Pour travailler sur quel projet? «Les opposants ont dit qu’il existait d’autres variantes, on veut voir si c’est valable. Le projet sera peut-être plus onéreux et moins efficient, mais la population le savait en se prononçant», relève-t-il.
Pour le PLR Philippe Bauer, farouche opposant au RER-Transrun, le discours ne diffère guère, même s’il reconnaît qu’il y aura «un certain nombre d’explications au sein du parti». «Je n’ai pas l’impression d’être le fossoyeur du canton, mais plutôt d’avoir réussi à susciter le débat», note-t-il.
A la question de savoir si le PLR demandera à Claude Nicati de démissionner, la réponse du président est clairement «non». Damien Humbert-Droz est en revanche nettement moins disert sur l’intention des instances dirigeantes du PLR de le représenter aux cantonales de 2013. «C’est le parti qui décidera», botte-t-il en touche.
Du côté des opposants, aucun n’a réclamé la démission de Claude Nicati. Seul le Nouveau parti libéral (NPL) de l’ancien conseiller d’Etat Frédéric Hainard a franchi ce pas.
«C’est au Conseil d’Etat de renégocier»
Au lendemain de l’échec du RER-Tranrun, Yvan Perrin, président de l’UDC neuchâteloise, se dit favorable à un réseau de transports publics performant dans le canton.
Vers quoi s’achemine-t-on après le refus du RER-Transrun?
Yvan Perrin: Nous allons vers la correction du rebroussement de Chambrelien tout en gardant la ligne actuelle, qui dessert seize mille personnes, soit 10% de la population. Le Conseil d’Etat nous a expliqué que plusieurs variantes ont été étudiées. Il suffit de les ressortir du tiroir et de les réexaminer avec un regard neuf qui ne sera plus pollué par le Transrun.
Comment comptez-vous vous y prendre pour renégocier avec la Confédération et les CFF, ces derniers ayant dit que, en cas de refus, ils ne feraient que rénover la ligne actuelle?

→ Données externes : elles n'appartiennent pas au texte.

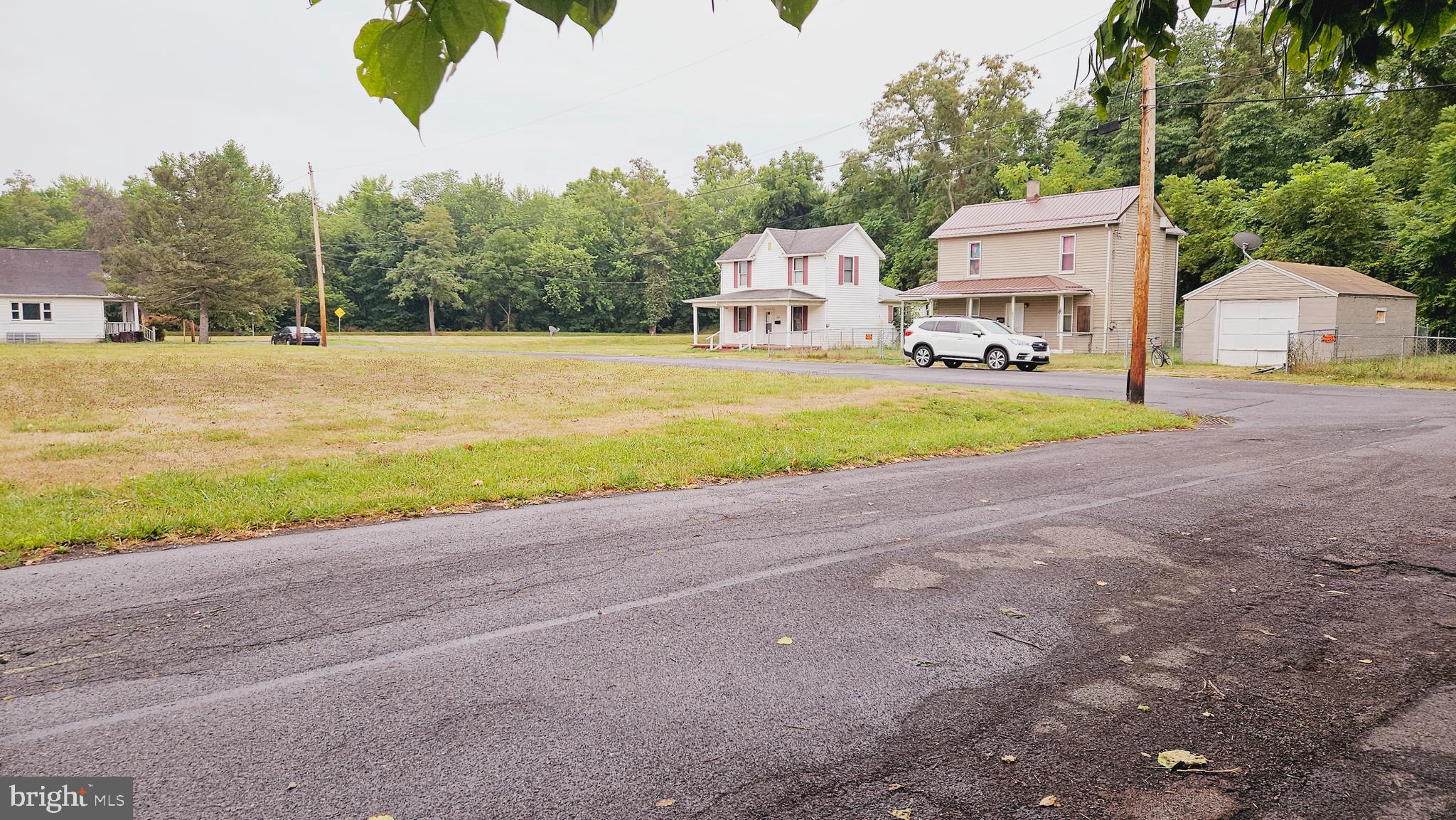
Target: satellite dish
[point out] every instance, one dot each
(1246, 240)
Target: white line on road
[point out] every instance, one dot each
(400, 656)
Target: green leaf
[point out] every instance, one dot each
(794, 12)
(554, 11)
(461, 22)
(592, 15)
(402, 62)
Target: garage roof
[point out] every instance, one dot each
(1332, 280)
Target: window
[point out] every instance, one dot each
(31, 311)
(800, 270)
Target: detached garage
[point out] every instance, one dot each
(1246, 318)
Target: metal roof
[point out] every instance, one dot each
(44, 271)
(1337, 282)
(1047, 213)
(757, 294)
(995, 286)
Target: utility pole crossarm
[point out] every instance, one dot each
(318, 262)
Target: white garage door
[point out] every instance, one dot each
(1256, 331)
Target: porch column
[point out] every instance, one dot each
(1062, 312)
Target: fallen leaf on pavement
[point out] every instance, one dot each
(1179, 760)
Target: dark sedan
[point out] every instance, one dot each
(293, 336)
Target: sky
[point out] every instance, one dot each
(663, 80)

Ce n’est pas au comité Transrun-non de négocier mais au Conseil d’Etat. Mais nous pouvons faire office de facilitateurs.
Vous défendez l’alternative du Transrun light du PLR de Rochefort. Mais les experts disent qu’elle n’est pas rentable, pas moins chère que le Transrun, n’améliorerait pas beaucoup le temps de trajet et ne permettrait pas un véritable transfert de la route vers le rail... Tout le monde a tort sauf vous?
Les études sur le Tranrun remontent à plus de dix ans. Très tôt lors du processus de réflexion, on s’est concentré sur une seule variante, celle de Cernier. On a ensuite construit le discours autour pour la justifier. On a commencé par la conclusion puis on a trouvé les arguments pour dévaloriser les autres options.
Toute amélioration de la ligne sera payée par le canton. Comment l’UDC, qui rechigne toujours aux dépenses, justifie-t-elle la «perte» de 352 millions de la Confédération, même si une partie sera investie pour rénover la ligne actuelle?
Les CFF sont tenus de rénover la ligne, donc tout l’argent ne s’envole pas. Les 111 millions du fonds d’agglomération n’étaient pas garantis. Le montant pouvait varier entre 0 et 111 millions. C’est comme si, parce qu’on vous offre une promotion, vous vous achetez une voiture dont vous n’avez pas besoin. On nous a toujours dit que le canton n’avait pas d’argent et tout à coup il en avait pour le Transrun.
Vous avez l’intention de vous présenter au Conseil d’Etat en avril 2013. Finalement c’est peut-être vous qui renégocierez avec les CFF, si tant est que ce soit possible...
Chaque votation, chaque élection vaut pour elle-même. Avant les élections générales de 2013, il y a d’abord une complémentaire pour remplacer Jean Studer. Et puis mon parti doit décider s’il veut me présenter. On est donc encore loin des élections. Mais je n’ai jamais caché mon intérêt pour la fonction.
Cette votation avait précisément pour but de servir de tremplin à l’UDC en vue des cantonales...
Du moment que l’UDC était le seul parti à militer pour le non, il s’agit en effet d’un succès de mon parti. En politique, une victoire ne fait jamais de mal.